Danke für eure Kommentare!

@Andreas:
Die Befürchtung, dass der Compiler hier unberechenbare Dinge macht, der 
kam mir eben auch:)

>>Was wird durch diese Pseudo-Abstraktion gewonnen?

1.) Der Inhalt meiner ISR von der Ausführungszeit kurz, der Code ist 
aber recht lang und absolut unabhängig von der verwendeten Hardware. Ein 
meiner Wünsche wäre eben, dass der Code, sobald controllerunabhängig in 
der Anwendungsebene codiert wird. Bei den Uarts hast du wahrscheinlich 
recht, ein Timer kann halt sehr universell eingesetzt werden - er ist 
wahrscheinlich auch ein Sonderfall - aber eben wichtig

2.) Mit defines zu arbeiten macht den Code mit der Zeit halt etwas 
unübersichtlich.

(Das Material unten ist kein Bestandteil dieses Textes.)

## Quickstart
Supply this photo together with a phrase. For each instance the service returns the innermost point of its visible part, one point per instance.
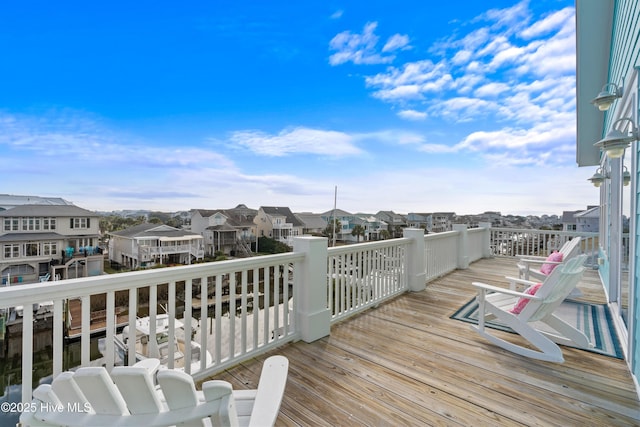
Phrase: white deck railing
(363, 275)
(241, 308)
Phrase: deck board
(407, 363)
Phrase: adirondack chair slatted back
(136, 386)
(99, 389)
(571, 248)
(555, 289)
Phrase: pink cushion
(546, 269)
(522, 302)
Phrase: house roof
(8, 201)
(25, 237)
(240, 216)
(337, 213)
(155, 231)
(593, 212)
(47, 210)
(594, 20)
(312, 221)
(282, 211)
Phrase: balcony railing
(242, 308)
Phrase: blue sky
(413, 106)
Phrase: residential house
(443, 221)
(314, 224)
(147, 245)
(395, 222)
(8, 201)
(588, 221)
(49, 241)
(420, 220)
(372, 226)
(278, 223)
(231, 231)
(608, 63)
(347, 221)
(569, 220)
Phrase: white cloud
(357, 48)
(552, 22)
(298, 140)
(395, 42)
(492, 89)
(412, 115)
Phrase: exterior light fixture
(617, 141)
(598, 178)
(606, 96)
(626, 177)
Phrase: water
(11, 368)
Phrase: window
(31, 249)
(12, 251)
(79, 223)
(49, 248)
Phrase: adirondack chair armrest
(48, 411)
(483, 288)
(539, 261)
(531, 258)
(514, 281)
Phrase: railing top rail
(11, 296)
(443, 235)
(538, 231)
(340, 250)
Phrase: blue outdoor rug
(592, 319)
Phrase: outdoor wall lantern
(598, 178)
(606, 96)
(617, 141)
(626, 177)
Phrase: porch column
(310, 280)
(463, 245)
(416, 259)
(486, 240)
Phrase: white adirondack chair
(529, 266)
(495, 302)
(128, 398)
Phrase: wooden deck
(408, 363)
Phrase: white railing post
(415, 259)
(313, 316)
(486, 241)
(463, 245)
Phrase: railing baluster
(85, 334)
(27, 352)
(265, 305)
(110, 332)
(218, 319)
(133, 315)
(58, 341)
(188, 300)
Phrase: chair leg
(569, 334)
(547, 349)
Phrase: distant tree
(272, 246)
(357, 231)
(328, 230)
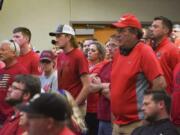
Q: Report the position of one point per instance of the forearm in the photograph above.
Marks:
(82, 95)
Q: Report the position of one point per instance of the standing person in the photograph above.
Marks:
(131, 75)
(72, 65)
(9, 51)
(166, 52)
(47, 114)
(28, 58)
(49, 73)
(156, 108)
(175, 111)
(176, 35)
(96, 55)
(104, 73)
(23, 88)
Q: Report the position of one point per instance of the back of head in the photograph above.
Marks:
(100, 49)
(47, 55)
(160, 95)
(32, 83)
(25, 31)
(131, 21)
(49, 105)
(166, 22)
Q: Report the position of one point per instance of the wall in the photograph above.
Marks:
(43, 16)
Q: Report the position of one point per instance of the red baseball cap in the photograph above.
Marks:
(128, 20)
(47, 55)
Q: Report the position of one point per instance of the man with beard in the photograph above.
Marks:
(156, 108)
(21, 90)
(166, 52)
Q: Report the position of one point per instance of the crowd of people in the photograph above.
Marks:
(129, 86)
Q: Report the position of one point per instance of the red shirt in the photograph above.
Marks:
(131, 75)
(104, 112)
(175, 110)
(92, 99)
(66, 131)
(31, 62)
(11, 126)
(70, 67)
(168, 56)
(6, 78)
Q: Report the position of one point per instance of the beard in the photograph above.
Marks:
(152, 118)
(13, 102)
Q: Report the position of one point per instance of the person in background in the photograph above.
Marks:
(72, 66)
(23, 88)
(103, 111)
(9, 51)
(131, 75)
(85, 45)
(2, 64)
(49, 82)
(47, 114)
(156, 108)
(166, 52)
(176, 35)
(28, 58)
(96, 55)
(175, 111)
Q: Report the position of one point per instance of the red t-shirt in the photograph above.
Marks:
(175, 110)
(92, 99)
(131, 75)
(66, 131)
(31, 62)
(104, 112)
(11, 126)
(6, 78)
(70, 67)
(168, 55)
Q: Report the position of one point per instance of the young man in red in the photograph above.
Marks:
(166, 52)
(9, 51)
(72, 65)
(23, 88)
(134, 69)
(28, 58)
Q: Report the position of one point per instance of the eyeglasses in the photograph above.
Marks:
(36, 116)
(15, 88)
(12, 41)
(45, 61)
(92, 50)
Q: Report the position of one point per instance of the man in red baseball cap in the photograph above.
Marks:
(134, 70)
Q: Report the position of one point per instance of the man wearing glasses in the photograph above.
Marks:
(23, 88)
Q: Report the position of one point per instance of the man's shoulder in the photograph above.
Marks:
(164, 128)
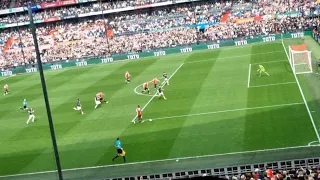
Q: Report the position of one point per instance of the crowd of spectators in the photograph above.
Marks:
(259, 28)
(310, 173)
(158, 28)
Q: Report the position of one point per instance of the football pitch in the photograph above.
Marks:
(216, 104)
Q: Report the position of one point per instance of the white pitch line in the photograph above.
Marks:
(230, 57)
(156, 93)
(225, 111)
(273, 84)
(270, 62)
(310, 144)
(301, 92)
(162, 160)
(249, 75)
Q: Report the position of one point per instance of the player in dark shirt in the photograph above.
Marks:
(160, 93)
(79, 107)
(165, 77)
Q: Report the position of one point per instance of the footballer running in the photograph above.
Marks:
(146, 87)
(160, 93)
(154, 82)
(262, 70)
(25, 104)
(100, 95)
(97, 101)
(139, 114)
(165, 77)
(79, 107)
(31, 115)
(6, 89)
(127, 76)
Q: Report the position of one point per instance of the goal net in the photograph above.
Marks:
(300, 59)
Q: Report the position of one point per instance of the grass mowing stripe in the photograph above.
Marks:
(156, 93)
(272, 84)
(230, 57)
(249, 75)
(304, 99)
(163, 160)
(225, 111)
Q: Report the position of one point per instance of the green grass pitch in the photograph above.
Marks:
(209, 110)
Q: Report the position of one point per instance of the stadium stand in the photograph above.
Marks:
(158, 28)
(143, 30)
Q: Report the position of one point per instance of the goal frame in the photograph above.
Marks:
(308, 60)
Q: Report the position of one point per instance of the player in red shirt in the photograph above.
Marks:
(139, 114)
(146, 87)
(6, 89)
(127, 76)
(154, 82)
(100, 95)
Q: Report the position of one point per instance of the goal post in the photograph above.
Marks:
(300, 59)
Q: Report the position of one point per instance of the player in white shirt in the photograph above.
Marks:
(79, 107)
(31, 115)
(97, 101)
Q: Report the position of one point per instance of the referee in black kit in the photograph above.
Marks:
(120, 150)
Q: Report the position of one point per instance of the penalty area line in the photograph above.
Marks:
(163, 160)
(226, 111)
(156, 93)
(302, 94)
(273, 84)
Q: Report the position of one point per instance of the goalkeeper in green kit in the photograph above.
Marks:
(262, 70)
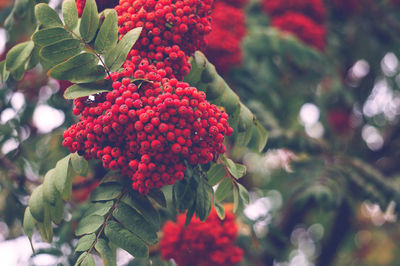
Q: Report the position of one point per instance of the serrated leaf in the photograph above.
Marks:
(85, 89)
(88, 261)
(61, 50)
(79, 164)
(36, 203)
(89, 225)
(215, 174)
(223, 189)
(89, 21)
(220, 210)
(81, 68)
(105, 252)
(204, 195)
(85, 242)
(158, 196)
(63, 179)
(47, 16)
(143, 205)
(18, 56)
(49, 36)
(108, 34)
(135, 222)
(124, 239)
(106, 191)
(243, 193)
(117, 56)
(70, 14)
(29, 225)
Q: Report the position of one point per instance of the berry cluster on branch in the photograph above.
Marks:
(151, 125)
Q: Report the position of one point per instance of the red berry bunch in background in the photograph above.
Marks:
(101, 5)
(224, 42)
(208, 243)
(150, 129)
(303, 18)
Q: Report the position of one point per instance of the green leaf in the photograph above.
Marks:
(106, 191)
(89, 225)
(88, 261)
(158, 196)
(84, 89)
(223, 189)
(70, 13)
(203, 199)
(79, 164)
(85, 242)
(215, 174)
(135, 222)
(19, 55)
(89, 21)
(117, 56)
(99, 208)
(143, 205)
(243, 193)
(49, 36)
(108, 34)
(4, 74)
(82, 68)
(36, 203)
(29, 225)
(61, 50)
(47, 16)
(105, 252)
(220, 210)
(124, 239)
(63, 179)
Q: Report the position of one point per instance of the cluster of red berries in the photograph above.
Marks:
(101, 5)
(303, 18)
(224, 42)
(207, 244)
(151, 125)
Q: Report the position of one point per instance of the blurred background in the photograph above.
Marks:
(322, 77)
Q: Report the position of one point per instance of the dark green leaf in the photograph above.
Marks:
(215, 174)
(99, 208)
(143, 205)
(105, 252)
(49, 188)
(117, 56)
(89, 224)
(85, 242)
(203, 199)
(36, 203)
(61, 50)
(108, 34)
(82, 68)
(124, 239)
(88, 261)
(89, 21)
(135, 222)
(243, 193)
(79, 164)
(63, 179)
(223, 190)
(220, 210)
(70, 13)
(18, 56)
(106, 191)
(158, 196)
(49, 36)
(84, 89)
(47, 16)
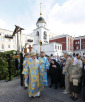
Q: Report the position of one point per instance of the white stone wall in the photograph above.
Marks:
(48, 48)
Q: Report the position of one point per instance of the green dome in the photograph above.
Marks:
(41, 20)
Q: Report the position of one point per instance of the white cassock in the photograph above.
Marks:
(37, 94)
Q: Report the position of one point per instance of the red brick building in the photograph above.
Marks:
(79, 44)
(70, 44)
(66, 41)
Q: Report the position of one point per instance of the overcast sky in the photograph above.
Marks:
(61, 16)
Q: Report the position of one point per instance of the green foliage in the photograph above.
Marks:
(4, 72)
(3, 66)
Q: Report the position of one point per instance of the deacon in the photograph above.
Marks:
(44, 65)
(32, 71)
(25, 65)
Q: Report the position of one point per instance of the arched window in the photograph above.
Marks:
(45, 35)
(37, 33)
(37, 36)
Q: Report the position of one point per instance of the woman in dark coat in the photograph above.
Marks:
(83, 78)
(54, 73)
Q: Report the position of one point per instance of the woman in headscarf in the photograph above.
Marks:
(75, 78)
(54, 73)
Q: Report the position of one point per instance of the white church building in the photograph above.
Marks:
(41, 33)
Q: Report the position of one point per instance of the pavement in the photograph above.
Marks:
(11, 91)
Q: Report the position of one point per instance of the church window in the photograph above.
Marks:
(55, 46)
(58, 47)
(77, 48)
(37, 36)
(83, 47)
(45, 35)
(2, 46)
(37, 33)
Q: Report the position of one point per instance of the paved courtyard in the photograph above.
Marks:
(12, 92)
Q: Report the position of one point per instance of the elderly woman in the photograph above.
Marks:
(54, 73)
(75, 78)
(83, 59)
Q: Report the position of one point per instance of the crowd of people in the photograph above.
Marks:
(67, 72)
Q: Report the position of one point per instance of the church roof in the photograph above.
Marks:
(41, 20)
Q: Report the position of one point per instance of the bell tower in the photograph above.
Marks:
(41, 32)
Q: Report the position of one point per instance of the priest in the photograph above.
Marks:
(34, 84)
(44, 65)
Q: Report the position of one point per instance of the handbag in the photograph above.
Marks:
(75, 82)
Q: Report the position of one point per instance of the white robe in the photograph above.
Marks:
(37, 94)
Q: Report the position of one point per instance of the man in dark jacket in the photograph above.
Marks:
(83, 77)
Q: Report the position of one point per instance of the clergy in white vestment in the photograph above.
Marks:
(44, 65)
(34, 84)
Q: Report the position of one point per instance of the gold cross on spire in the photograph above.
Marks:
(40, 9)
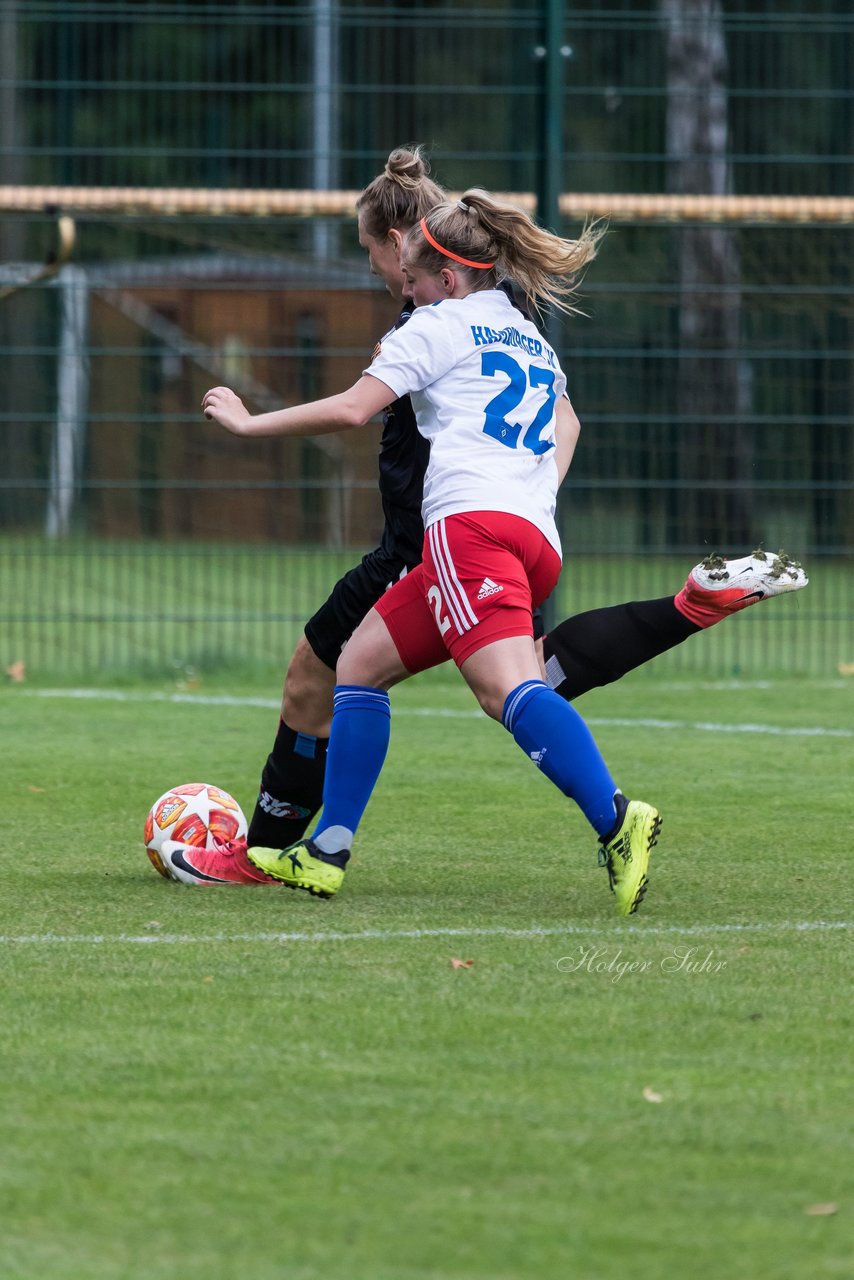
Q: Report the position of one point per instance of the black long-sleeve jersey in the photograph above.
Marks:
(403, 455)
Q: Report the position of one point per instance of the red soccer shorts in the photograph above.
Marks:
(482, 575)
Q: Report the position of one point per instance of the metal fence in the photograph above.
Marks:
(712, 370)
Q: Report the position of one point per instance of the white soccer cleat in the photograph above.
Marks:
(718, 586)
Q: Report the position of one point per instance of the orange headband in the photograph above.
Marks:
(464, 261)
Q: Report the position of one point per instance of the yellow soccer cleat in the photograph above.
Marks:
(625, 851)
(302, 865)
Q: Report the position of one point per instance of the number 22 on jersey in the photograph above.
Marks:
(496, 415)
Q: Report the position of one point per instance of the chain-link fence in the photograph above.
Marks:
(712, 370)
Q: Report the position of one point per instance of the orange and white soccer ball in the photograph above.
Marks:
(195, 813)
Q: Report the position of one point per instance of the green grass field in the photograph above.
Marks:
(113, 611)
(250, 1083)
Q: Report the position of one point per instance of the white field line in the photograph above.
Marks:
(119, 695)
(635, 931)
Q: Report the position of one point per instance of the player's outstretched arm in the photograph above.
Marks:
(566, 437)
(341, 412)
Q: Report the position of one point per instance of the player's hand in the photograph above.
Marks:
(223, 406)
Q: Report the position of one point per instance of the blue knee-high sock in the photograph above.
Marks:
(558, 741)
(357, 745)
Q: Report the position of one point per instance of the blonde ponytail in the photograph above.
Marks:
(488, 232)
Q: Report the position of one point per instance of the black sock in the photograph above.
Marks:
(599, 647)
(291, 789)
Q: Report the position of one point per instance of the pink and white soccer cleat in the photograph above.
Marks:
(718, 586)
(225, 864)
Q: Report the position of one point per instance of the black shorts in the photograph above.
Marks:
(350, 600)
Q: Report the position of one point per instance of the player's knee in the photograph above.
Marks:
(306, 704)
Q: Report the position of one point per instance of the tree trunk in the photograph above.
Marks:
(713, 391)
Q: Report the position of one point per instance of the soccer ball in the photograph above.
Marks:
(195, 813)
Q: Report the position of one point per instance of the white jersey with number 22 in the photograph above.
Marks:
(483, 384)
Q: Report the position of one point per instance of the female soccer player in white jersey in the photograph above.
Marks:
(488, 394)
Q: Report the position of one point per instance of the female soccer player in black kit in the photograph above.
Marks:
(587, 650)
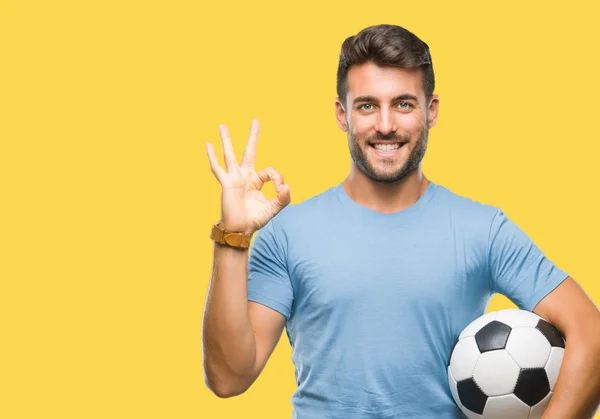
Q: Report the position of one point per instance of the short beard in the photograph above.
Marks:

Kleine Makros dünken mich modularer. Wenn ich z.B. 5 
verschieden Compiler verwende man muss ich an den speziellen stellen 
immer wieder ifdef....

3.) Wie ich oben geschrieben habe, möchte ich einen möglichst einfach 
portieren können.

4.) Das Testen von Programmmodulen könnte auf einen PC verlagert werden. 
=> Erleichterung beim Debugging.

Wenn der Compiler aber wirklich so unberechenbar sind, dann werde ich, 
wenn nicht anderweitig möglich wohl mit defines arbeiten. Das hat bis 
jetzt sehr gut geklappt. Man sucht halt immmer wieder Möglichkeiten zur 
Verbesserung / Generalisierung.


@StinkyWinky

Das würde auch funktionieren, hat aber Performanceeinbussen zur Folge, 
da du dann ja in der ISR eine Prozedur aufrufst. Man könnte sogar eine 
verlinkte Liste von Handlern aufbauen.


Ich bin kein absoluter Crack in c. Vielleicht gibt es aber auch die 
Möglichkeit, einen allgemeinnen Codeblock in einem Programmmodul zu 
definieren, der dann in die ISR beim Compilieren mit Sicherheit 
eigebunden wird.


Beste Grüsse

Geri

von (prx) A. K. (prx)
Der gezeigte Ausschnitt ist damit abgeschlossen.